米国で「児童インターネット保護法」の違憲性訴訟~25日に審理開始

■URL
http://www.aclu.org/court/CIPA_Intro.html

 米国の公立図書館にインターネットのフィルタリングソフトの導入を義務づける「児童インターネット保護法」(CIPA)について、米国憲法で保証された言論の自由を侵害するものとして違憲性を問う裁判の審理が25日、フィラデルフィア州の連邦地裁で開始される。原告を代表する米市民自由連盟(ACLU)が明らかにした。CIPAは2000年12月に議会で可決した法律。今回の訴訟では控訴裁判所が陪審員を任命しており、判決に不服があれば最高裁判所で直接争われることになる。

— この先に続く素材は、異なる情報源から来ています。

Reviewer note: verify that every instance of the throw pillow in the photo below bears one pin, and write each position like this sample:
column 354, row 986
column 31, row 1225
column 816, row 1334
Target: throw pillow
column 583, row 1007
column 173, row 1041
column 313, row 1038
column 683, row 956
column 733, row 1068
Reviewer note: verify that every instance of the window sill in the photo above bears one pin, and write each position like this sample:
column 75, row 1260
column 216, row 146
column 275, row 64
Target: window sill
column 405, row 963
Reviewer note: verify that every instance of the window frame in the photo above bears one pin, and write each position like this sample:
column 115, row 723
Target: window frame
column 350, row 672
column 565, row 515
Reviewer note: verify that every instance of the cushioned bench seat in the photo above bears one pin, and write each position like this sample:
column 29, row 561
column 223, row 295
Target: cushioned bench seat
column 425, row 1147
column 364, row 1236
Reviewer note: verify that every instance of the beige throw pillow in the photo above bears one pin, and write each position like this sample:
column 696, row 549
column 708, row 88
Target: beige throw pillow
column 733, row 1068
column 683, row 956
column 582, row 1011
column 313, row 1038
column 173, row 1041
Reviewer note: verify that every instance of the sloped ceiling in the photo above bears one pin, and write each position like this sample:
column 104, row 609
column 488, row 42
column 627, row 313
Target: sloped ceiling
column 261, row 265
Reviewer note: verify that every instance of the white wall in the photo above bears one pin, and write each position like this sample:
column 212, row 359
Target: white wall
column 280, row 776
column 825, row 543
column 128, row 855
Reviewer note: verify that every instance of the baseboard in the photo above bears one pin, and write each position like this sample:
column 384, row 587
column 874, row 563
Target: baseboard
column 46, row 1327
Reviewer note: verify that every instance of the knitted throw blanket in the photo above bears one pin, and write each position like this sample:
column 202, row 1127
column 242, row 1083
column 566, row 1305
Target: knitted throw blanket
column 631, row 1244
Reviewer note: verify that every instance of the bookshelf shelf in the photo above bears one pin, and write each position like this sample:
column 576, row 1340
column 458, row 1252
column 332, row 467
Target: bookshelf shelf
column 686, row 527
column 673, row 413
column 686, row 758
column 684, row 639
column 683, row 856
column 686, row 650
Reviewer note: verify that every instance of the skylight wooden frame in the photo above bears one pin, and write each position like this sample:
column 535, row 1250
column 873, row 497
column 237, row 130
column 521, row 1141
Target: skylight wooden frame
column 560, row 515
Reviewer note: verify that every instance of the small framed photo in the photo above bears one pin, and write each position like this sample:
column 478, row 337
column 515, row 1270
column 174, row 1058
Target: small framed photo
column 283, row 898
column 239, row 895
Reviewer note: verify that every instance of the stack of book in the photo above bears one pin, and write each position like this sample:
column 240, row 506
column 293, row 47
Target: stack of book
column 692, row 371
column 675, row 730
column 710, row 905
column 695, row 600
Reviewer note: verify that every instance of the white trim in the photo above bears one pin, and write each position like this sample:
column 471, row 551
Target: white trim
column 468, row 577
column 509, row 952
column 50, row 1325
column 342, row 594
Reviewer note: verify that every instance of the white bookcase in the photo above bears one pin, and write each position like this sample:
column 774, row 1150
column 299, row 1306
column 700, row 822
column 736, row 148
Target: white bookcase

 原告側には、オレゴン州ポートランドやメイン州ポートランドの公立図書館、図書館でインターネットを利用しているフィラデルフィア州在住の15歳の少女と叔母、Webサイトへのアクセスを阻止された「Planetout.com」の運営者などが含まれている。

 現在、米国の1万6,000カ所以上の公立図書館のうち95%がインターネット接続を提供している。CIPAは、特定の国家プログラムに参加する図書館に対し、あらゆるインターネット接続端末に「技術保護基準」を設置するよう義務づけている。同法ではその基準として、市販ソフトの「CyberPatrol」や「WebSense」などの「インターネット接続をブロックまたはフィルタリングする特殊技術」と規定している。

 同法に対し、原告側は、合法的に保護された言論の伝達や利用を妨げたり、言論への制限を強要する法律であり、言論の自由を保証した米国憲法修正第1条を侵害するものだと訴えている。また、同法が推奨するフィルタリングソフトが、「猥褻な児童ポルノ」や「未成年に有害なコンテンツ」のみをブロックするだけでなく、原告側のオンライン医療アドバイスサイト「AfraidToAsk.com」といった、同法が対象としていないサイトまでもブロックすると批判している。

 米国では、インターネットの有害情報を一律に禁止した「通信品位法」(CDA)が、1997年に最高裁判所で違憲判決を下されている。さらに1999年に成立した、児童をインターネットの有害情報から保護するための法律「児童オンライン保護法」(COPA)についても、一審、二審で同法の施行を延期する判決が下され、現在最高裁で係争中。今回の訴訟は、インターネットにおける「言論の自由」か「有害情報からの保護」かを巡る3件目の訴訟となるため、CIPAについて司法がどのような判断を下すのか、訴訟の行方が注目されている。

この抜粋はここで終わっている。